Sabato 27 Luglio 2024

Cristiani per il socialismo:. Kocci racconta i “fuori posto“

Troppo socialisti per la Chiesa, troppo cristiani per la sinistra. Fuori posto in politica come nella religione. È stato questo...

Troppo socialisti per la Chiesa, troppo cristiani per la sinistra. Fuori posto in politica come nella religione. È stato questo il destino dei Cristiani per il socialismo negli anni successivi al Concilio Vaticano II, della strategia della tensione, dei referendum sul divorzio e sull’aborto che traghettarono l’Italia nelle acque profonde della secolarizzazione. Più che un’esperienza politica, sorta nel 1973 a Bologna – culla di quell’Emilia dalla dialettica propulsiva tra gli spiriti guareschiani di don Camillo e Peppone –, si trattò di un modo d’intendere il Vangelo secondo le coordinate della laicità e della denuncia marxista.

A raccontarlo è il giornalista Luca Kocci nel suo Cristiani per il socialismo 1973-1984, la prima ricostruzione storica del fenomeno, con la prefazione del vescovo rosso Luigi Bettazzi al suo ultimo scritto prima della morte giunta alle soglie del secolo di vita. Certo a decretare la fine dei Cristiani per il socialismo sono stati i dissidi interni al movimento e l’ostracismo della Chiesa istituzione, elefantiaca nell’attuare la lettera del Concilio e solerte nel soffocarne lo spirito. Ma i partiti di sinistra ebbero un ruolo tutt’altro che secondario in questa eclissi.

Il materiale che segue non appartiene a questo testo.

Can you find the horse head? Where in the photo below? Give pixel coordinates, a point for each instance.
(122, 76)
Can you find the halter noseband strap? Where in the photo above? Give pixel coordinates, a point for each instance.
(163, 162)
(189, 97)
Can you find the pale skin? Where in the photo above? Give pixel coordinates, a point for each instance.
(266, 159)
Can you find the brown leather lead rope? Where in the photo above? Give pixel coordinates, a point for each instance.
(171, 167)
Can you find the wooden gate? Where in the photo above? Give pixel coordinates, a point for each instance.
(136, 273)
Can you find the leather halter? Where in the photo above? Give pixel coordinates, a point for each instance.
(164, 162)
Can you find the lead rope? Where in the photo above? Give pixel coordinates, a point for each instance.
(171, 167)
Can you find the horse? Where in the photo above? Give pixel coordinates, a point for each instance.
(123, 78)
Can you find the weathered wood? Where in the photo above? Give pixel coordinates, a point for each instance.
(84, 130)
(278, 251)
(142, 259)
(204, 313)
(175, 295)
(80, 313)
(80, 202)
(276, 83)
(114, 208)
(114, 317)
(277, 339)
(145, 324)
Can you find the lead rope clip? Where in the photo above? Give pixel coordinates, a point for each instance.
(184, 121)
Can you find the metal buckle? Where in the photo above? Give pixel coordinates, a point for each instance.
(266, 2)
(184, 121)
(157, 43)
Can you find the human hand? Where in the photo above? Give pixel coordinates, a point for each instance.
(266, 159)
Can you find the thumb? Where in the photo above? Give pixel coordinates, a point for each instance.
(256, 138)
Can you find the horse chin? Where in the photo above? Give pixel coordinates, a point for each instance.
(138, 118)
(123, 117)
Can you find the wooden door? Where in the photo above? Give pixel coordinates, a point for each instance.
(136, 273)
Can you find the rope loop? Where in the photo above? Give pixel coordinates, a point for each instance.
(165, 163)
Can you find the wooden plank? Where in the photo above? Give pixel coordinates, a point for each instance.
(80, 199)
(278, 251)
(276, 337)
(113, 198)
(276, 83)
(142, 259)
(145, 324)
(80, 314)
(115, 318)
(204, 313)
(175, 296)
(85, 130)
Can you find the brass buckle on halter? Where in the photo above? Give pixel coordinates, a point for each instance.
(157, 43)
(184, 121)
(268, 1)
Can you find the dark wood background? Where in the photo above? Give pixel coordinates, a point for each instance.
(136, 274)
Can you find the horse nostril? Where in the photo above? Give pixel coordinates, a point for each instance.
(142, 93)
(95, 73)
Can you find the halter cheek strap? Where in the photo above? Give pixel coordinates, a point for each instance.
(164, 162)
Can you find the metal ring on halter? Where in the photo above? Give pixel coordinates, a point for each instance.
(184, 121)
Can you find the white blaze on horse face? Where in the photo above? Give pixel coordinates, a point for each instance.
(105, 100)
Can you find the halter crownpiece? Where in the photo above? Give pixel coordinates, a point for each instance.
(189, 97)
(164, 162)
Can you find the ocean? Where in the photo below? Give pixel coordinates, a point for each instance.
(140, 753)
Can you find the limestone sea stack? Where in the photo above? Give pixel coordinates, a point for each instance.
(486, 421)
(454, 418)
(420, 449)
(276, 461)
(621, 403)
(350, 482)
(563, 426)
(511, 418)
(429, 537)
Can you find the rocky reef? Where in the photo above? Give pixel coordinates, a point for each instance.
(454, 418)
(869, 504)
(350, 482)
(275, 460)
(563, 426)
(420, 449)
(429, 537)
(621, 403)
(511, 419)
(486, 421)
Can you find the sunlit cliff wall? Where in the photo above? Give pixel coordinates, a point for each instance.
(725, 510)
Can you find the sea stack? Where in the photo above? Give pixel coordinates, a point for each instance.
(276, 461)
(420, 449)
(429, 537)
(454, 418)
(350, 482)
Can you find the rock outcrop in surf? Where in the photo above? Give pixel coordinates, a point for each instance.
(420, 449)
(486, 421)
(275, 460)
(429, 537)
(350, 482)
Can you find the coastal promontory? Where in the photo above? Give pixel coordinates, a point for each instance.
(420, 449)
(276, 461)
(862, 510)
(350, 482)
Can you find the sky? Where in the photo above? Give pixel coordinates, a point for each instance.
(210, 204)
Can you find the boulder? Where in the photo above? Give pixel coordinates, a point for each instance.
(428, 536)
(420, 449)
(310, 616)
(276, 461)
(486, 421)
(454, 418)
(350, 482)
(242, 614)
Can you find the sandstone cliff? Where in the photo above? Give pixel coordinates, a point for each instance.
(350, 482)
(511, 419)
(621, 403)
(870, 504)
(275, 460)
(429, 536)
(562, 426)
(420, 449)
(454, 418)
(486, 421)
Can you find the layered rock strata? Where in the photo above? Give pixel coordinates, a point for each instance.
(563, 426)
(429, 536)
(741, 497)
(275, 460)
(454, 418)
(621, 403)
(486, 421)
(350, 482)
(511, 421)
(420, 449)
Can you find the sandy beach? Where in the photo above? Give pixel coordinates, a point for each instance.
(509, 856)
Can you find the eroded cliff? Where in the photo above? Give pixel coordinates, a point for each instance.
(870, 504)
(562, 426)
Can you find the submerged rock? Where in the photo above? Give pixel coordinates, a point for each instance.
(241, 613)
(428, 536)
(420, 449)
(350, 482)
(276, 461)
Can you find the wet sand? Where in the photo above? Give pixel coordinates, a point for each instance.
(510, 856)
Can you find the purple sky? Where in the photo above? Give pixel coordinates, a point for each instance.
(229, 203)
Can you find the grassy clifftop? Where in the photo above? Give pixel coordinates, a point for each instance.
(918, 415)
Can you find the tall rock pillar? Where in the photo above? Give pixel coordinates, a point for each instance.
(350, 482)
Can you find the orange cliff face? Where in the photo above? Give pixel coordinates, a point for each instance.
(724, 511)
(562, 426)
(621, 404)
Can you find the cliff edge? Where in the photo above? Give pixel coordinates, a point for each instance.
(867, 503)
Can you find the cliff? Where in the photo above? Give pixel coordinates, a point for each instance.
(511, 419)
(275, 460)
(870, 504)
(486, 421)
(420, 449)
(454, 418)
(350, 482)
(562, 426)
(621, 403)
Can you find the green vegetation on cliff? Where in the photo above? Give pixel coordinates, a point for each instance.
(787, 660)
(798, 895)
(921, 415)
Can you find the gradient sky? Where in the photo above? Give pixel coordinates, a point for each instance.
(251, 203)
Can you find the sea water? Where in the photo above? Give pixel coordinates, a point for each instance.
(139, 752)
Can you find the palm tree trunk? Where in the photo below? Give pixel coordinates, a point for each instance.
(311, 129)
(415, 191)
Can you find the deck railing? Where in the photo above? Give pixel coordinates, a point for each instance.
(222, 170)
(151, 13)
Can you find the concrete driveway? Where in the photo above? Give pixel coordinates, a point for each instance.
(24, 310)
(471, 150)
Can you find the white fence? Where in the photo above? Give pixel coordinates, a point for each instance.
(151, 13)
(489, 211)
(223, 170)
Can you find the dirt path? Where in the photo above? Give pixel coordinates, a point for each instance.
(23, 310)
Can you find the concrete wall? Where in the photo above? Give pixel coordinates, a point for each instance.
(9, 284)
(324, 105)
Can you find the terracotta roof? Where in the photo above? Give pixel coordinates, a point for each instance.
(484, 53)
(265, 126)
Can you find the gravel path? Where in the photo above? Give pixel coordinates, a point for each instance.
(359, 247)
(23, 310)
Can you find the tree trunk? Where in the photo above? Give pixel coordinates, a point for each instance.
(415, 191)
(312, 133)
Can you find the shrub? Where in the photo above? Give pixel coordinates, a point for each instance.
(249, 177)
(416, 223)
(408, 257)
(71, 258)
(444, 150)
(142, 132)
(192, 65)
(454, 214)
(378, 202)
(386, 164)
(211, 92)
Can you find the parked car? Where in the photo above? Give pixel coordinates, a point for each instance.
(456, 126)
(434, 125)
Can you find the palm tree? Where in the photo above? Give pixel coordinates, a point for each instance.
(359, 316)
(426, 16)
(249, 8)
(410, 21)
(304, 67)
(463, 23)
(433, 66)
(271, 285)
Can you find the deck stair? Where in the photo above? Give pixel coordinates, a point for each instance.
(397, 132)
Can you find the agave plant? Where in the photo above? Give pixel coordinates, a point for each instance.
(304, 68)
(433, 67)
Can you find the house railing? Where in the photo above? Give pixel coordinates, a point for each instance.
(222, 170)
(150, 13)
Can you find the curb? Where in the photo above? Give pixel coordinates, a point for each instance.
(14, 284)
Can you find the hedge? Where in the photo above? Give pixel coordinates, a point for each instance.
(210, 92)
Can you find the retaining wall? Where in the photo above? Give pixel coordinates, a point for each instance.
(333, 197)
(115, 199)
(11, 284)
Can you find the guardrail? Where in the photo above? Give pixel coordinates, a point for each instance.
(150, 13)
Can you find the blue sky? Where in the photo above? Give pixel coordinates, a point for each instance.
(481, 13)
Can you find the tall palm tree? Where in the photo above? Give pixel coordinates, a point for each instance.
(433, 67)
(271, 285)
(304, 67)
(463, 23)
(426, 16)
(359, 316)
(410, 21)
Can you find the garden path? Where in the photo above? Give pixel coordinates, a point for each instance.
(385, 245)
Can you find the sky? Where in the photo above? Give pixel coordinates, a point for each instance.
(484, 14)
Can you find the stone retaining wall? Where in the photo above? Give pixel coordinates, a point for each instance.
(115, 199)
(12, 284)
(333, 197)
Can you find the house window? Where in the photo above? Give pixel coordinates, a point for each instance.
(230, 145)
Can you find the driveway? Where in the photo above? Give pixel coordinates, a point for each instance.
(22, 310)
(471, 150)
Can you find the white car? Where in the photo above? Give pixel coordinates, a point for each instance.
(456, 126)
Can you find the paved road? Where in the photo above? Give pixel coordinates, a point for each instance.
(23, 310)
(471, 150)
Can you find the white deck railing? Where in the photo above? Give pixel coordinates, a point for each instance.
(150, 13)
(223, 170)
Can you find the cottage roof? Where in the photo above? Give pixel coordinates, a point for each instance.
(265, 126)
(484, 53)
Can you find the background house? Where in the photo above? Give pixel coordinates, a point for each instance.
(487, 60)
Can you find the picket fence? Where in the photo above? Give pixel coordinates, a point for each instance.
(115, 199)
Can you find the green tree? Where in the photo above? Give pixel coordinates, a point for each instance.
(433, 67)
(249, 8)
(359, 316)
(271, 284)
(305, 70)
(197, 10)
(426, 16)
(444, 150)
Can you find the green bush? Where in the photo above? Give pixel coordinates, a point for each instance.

Anche per una ricerca del potere, Pci e Psi privilegiarono il dialogo con la Gerarchia ecclesiale, contribuendo così

a marginalizzare figure effervescenti come Gulio Girardi, dom Giovanni Franzoni e Giancarla Codrignani nel loro tentativo di rompere l’unità politica dei cattolici e realizzare un socialismo dal volto umano.

Erano gli anni in cui liberalismo e individualismo iniziavano a ridisegnare l’identità a sinistra, gli anni del progressivo tradimento del noi del ’68, più nella politica ancora che nella Chiesa popolo di Dio.